Justin Strelczyk's death was likely caused by CTE


It is already difficult enough for the majority of professional athletes to adjust to retirement after a sport.  It comes early in their lives often and for a large number of athletes, leaves them feeling alone and useless.  With the spotlight gone, the daunting task of trying to find what to do with the next half to two-thirds of their lives seems difficult to say the least.  ESPN the magazine reported the 60% of NBA players go bankrupt within five years of retirement.  The fall is even faster for NFL players - 78% are bankrupt just two years after hanging up their cleats.  Now, for the participants of high-contact sports, NFL and NHL players find an added wrinkle; that of trying to stay sane after compounded brain injury.

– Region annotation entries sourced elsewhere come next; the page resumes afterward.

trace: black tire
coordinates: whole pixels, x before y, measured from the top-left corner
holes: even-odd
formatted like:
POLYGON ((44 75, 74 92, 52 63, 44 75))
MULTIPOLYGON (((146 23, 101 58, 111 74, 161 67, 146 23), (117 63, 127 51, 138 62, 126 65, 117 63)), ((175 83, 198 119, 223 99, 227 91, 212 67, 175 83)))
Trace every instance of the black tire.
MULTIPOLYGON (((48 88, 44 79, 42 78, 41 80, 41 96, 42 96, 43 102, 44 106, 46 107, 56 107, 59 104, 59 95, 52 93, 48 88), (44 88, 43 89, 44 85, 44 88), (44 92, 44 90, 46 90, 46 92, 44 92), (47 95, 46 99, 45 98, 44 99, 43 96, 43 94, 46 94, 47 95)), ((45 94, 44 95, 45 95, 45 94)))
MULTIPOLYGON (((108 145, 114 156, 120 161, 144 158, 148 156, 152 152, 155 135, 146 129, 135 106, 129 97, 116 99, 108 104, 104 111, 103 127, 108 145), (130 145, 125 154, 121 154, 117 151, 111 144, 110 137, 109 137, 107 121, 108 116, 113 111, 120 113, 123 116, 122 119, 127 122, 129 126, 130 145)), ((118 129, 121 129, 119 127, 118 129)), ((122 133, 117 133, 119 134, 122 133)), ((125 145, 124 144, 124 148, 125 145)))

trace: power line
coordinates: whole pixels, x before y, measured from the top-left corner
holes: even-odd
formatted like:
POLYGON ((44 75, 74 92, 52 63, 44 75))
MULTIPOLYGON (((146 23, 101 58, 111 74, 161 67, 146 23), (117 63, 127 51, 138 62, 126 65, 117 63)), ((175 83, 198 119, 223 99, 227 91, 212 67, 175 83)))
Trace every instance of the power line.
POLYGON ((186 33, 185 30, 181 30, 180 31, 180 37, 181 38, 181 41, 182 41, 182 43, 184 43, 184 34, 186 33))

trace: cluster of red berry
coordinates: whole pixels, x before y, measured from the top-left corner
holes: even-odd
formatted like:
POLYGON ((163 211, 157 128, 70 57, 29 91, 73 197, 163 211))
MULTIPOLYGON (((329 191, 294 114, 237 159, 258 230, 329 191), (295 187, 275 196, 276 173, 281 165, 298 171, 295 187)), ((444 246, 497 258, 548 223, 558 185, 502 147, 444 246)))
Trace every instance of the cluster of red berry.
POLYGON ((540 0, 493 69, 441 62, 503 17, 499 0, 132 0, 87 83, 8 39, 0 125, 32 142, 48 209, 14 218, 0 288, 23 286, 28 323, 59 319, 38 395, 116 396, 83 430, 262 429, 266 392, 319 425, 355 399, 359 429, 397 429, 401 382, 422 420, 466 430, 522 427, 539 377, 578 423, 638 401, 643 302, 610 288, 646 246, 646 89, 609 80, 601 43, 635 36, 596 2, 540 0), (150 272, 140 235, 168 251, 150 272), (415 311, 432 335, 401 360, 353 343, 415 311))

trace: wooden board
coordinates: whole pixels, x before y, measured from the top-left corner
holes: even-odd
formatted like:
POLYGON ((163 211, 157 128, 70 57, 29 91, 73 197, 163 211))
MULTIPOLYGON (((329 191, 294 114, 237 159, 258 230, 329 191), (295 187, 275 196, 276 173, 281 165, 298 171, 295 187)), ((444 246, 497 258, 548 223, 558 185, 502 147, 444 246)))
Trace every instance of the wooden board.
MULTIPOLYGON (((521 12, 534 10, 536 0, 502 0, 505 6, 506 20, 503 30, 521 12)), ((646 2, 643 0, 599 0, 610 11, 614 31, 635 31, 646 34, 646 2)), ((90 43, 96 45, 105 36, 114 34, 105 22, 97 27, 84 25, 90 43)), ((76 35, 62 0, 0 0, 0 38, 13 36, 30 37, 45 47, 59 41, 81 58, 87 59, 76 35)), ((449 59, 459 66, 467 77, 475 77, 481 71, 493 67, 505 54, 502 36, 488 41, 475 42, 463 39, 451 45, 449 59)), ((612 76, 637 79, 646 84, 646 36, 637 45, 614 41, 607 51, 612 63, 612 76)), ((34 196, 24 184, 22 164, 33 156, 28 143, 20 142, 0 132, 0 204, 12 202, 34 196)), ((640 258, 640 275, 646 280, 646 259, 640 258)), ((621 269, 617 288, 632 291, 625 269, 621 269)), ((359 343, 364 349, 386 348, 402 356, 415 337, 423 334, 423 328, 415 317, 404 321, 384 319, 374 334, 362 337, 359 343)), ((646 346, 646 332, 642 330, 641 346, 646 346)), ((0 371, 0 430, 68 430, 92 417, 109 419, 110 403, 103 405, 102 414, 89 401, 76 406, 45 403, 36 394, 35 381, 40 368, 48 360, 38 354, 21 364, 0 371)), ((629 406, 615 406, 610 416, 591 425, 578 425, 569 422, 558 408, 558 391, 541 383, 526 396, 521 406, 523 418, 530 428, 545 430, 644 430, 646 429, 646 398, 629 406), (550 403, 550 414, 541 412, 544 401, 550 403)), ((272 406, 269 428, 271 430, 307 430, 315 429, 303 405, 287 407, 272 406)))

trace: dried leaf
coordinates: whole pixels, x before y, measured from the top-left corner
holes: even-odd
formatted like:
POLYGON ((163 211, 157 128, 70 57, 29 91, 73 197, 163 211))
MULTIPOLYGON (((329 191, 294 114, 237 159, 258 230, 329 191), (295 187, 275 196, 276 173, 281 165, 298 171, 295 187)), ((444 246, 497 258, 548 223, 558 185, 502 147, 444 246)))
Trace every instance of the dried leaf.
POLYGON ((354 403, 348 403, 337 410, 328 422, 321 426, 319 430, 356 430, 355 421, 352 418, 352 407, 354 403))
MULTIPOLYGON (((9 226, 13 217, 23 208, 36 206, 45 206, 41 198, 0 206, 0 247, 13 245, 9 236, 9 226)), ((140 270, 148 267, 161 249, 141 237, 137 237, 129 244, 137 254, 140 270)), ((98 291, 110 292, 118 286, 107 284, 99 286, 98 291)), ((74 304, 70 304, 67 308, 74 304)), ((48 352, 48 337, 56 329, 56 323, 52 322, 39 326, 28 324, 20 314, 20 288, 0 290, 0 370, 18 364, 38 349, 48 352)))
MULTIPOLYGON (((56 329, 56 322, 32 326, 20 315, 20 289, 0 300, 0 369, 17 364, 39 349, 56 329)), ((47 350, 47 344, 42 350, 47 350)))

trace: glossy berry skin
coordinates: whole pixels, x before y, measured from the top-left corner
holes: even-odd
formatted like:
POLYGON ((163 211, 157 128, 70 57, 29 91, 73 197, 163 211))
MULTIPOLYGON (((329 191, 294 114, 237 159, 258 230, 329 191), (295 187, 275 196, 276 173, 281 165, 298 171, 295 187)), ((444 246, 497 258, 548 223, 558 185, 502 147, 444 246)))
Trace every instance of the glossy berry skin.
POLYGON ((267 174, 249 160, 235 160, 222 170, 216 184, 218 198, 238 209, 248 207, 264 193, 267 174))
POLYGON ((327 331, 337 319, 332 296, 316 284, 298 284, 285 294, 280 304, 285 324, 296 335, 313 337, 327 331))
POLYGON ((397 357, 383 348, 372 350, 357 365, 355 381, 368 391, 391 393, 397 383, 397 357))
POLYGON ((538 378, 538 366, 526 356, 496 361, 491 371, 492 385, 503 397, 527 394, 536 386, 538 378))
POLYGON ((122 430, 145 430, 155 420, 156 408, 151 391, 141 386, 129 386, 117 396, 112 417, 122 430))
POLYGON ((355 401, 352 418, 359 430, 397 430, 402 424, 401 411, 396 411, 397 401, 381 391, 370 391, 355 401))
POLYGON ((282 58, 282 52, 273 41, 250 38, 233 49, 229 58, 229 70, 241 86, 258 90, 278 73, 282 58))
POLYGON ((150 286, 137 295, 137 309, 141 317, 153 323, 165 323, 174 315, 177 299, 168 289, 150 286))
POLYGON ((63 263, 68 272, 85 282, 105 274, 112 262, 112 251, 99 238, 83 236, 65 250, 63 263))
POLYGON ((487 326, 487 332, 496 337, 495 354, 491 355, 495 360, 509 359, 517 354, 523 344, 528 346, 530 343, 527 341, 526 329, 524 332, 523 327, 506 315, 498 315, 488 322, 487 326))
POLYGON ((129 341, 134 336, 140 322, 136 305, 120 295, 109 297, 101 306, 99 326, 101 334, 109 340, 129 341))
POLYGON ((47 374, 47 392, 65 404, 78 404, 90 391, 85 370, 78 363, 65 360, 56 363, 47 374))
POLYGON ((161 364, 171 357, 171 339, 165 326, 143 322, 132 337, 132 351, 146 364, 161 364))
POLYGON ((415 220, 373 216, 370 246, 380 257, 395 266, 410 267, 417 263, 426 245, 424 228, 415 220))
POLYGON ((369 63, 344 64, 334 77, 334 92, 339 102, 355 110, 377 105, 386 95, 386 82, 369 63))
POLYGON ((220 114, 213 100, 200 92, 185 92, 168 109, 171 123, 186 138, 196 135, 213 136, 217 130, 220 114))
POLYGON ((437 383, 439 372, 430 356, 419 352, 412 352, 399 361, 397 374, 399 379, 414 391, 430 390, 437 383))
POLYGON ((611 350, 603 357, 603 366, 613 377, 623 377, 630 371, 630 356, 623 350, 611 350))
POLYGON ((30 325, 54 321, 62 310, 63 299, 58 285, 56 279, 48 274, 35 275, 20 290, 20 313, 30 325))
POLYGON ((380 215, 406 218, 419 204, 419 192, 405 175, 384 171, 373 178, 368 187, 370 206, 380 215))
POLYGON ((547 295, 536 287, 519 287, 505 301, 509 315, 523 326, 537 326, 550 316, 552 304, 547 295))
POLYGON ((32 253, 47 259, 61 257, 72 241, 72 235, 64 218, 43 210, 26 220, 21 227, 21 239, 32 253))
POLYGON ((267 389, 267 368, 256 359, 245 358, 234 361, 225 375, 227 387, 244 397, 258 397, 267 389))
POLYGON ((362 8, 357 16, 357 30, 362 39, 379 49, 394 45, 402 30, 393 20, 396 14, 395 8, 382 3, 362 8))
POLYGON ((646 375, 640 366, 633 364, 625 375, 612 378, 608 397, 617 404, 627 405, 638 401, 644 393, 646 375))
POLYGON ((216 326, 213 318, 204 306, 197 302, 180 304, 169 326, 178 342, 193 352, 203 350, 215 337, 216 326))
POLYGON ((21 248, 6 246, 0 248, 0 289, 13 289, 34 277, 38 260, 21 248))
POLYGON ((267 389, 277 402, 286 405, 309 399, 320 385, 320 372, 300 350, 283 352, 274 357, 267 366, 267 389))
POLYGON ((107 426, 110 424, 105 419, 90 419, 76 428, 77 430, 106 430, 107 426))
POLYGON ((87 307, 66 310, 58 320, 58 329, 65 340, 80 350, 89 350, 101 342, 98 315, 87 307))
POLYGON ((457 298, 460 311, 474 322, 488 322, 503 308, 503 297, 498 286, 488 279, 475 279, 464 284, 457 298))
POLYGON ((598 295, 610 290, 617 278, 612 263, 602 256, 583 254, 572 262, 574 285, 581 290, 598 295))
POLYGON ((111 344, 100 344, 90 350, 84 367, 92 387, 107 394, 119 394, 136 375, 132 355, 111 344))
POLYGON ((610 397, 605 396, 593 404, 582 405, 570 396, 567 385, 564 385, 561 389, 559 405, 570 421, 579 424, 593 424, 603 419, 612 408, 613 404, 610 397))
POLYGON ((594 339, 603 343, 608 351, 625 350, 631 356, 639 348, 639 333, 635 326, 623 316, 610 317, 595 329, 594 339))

The NFL has been trying in their own way to make the game safer while still appetizing to its contact-hungry fans.  The sport is by definition dangerous.  It is a warrior's game.  However, in the light of continuing deaths of these players, how will the NFL be able to sell the future of this sport to parents and their children?

To put it in a more personal context, would I now allow my son to participate in full contact tackle football?  Would the short term pleasure or even the possibility of a lucrative career be worth trading years of future life?  I can't answer that question so easily anymore.

My parents told me I'd thank them when I got older, but they could not have known the wisdom of their words.  They thought it was because I'd be able to walk on two solid knees.  They never suspected it was so I wouldn't try to kill myself by the time I reached my 40s.